The American Association of Diabetes Educators (AADE) is a member of the DAA, a diverse,
14-member group of patient advocacy organizations, professional societies, trade associations,
nonprofit organizations, and corporations, sharing a common goal to defeat diabetes.
"Diabetes is a huge and growing problem," said Martha Rinker, DAA co-chair and Chief Advocacy
Officer of the American Association of Diabetes Educators. "In many ways, diabetes is bigger than
all of us. That's one of the primary reasons why this broad coalition of organizations has come
together and one of the reasons we believe it is critical to inform policymakers about the human
and economic impact."
According to the Institute for Alternative Futures (IAF), the number of people with diabetes
will swell by 64% to more than 50 million Americans in the year 2025. The costs will swamp the
health care system, with a price tag of almost $514 billion—an amount comparable to the total
budget of today's Medicare program and a 72% increase from 2010, according to IAF data.

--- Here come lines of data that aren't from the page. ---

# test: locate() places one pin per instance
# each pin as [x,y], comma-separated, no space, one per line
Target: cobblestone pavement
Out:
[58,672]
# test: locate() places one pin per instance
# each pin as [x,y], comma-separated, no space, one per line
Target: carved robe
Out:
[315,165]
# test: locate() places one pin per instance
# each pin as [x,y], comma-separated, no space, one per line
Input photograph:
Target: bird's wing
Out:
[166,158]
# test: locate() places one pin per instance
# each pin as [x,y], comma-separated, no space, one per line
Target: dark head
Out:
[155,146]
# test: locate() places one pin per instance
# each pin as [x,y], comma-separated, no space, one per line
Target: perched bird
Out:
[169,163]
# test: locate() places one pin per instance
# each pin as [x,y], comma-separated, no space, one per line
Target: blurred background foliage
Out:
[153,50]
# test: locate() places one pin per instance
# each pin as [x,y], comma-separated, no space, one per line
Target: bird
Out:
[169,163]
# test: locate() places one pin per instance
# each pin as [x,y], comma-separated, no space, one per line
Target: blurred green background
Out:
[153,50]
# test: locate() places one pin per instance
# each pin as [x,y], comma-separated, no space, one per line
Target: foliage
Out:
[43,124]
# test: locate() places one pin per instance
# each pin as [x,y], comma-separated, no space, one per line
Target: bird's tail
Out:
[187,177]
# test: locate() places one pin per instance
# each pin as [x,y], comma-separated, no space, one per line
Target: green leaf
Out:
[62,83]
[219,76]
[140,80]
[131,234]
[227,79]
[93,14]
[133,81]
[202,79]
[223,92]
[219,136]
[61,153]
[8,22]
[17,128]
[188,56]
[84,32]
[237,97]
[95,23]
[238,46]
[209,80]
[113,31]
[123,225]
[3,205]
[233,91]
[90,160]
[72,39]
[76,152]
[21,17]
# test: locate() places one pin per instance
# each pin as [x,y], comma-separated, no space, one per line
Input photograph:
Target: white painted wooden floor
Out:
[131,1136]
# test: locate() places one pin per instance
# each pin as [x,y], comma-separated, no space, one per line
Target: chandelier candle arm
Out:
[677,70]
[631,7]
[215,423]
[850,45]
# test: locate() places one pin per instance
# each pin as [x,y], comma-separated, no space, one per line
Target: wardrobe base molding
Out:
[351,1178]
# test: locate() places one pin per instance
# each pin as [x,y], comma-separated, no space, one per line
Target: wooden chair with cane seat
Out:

The website will provide information on the costs and impact of diabetes, as well as information
about the diabetes-related activities of its members, including the AADE.
"We've seen policy reshape how this nation prevents public health challenges-- such as car
passenger safety through seat belt laws, preventing seasonal flu through vaccination, and saving
children's lives through car seat and bicycle helmet requirements," said DAA co-chair, Dr. Michael
Duenas, Associate Director, Health Sciences and Policy at the American Optometric Association. "We
need to have that same sort of attention paid to those at risk for type 2 diabetes."